The notion that somehow the ancient pastime of chess is inherently racist due to the rule of white pieces moving first has been broached on an Australian taxpayer-funded national radio network.
The controversy arose when the national broadcaster ABC proposed a radio slot on the matter Tuesday and sought an interview with John Adams, an economist who represented the Australian Chess Federation in 2015.
Adams declined, but then went on social media alleging the ABC had taken the position chess was “racist.”
“The ABC have taken the view that chess is RACIST given that white always go first,” he said.
Adams further explained the ABC was looking for a chess offical to comment on whether the rules should be altered.
“Trust the taxpayer funded national broadcaster to apply ideological Marxist frameworks to anything & everything in Australia,” he added.
the rules of chess need to be altered!
Trust the taxpayer funded national broadcaster to apply ideological Marxist frameworks to anything & everything in Australia!
With all the drama resulting from COVID-19, I am amazed that the ABC is broadcasting on irrelevant topics!
— John Adams (@adamseconomics) June 23, 2020
Adams later told a different radio host the argument has been circulating in chess circles for years.
“All of this stuff is completely ridiculous,” he said on Radio 2GB.
“We’ve got bigger issues that are facing Australia and I don’t want the ABC talking about this sort of nonsense.”
When the segment finally went to air on Wednesday, host James Valentine quickly made clear approaching Adams was to have a discussion, not brand chess as “racist.”
His guest, Australian Chess Federation committee member Dr Kevin Bonham, took the opportunity to refute suggestions the rule of white pieces moving first was racially motivated.

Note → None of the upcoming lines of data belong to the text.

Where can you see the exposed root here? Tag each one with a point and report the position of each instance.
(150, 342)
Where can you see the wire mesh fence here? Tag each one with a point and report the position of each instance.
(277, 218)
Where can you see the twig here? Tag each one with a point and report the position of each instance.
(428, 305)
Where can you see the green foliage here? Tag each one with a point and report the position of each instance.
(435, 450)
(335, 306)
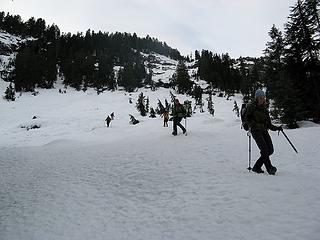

Dr Bonham explained there were many reasons why it is standardised to have one colour move first in a game of chess.
“There are benefits to standardising it, in terms of things like publishing diagrams of the chess board, because when you [play with the board the other way around – when you play with black moving first, it effectively mirror-images which way round you have your pieces,” Dr Bonham explained.
He said there is no evidence to suggest the notion of having white move first was racially motivated.
“The pieces themselves don’t represent racial teams, they just represent the sort of combatants in a battle wearing different coloured uniforms if you want.”
Bonham also confirmed if you are playing chess casually, there is no reason why black can’t move first.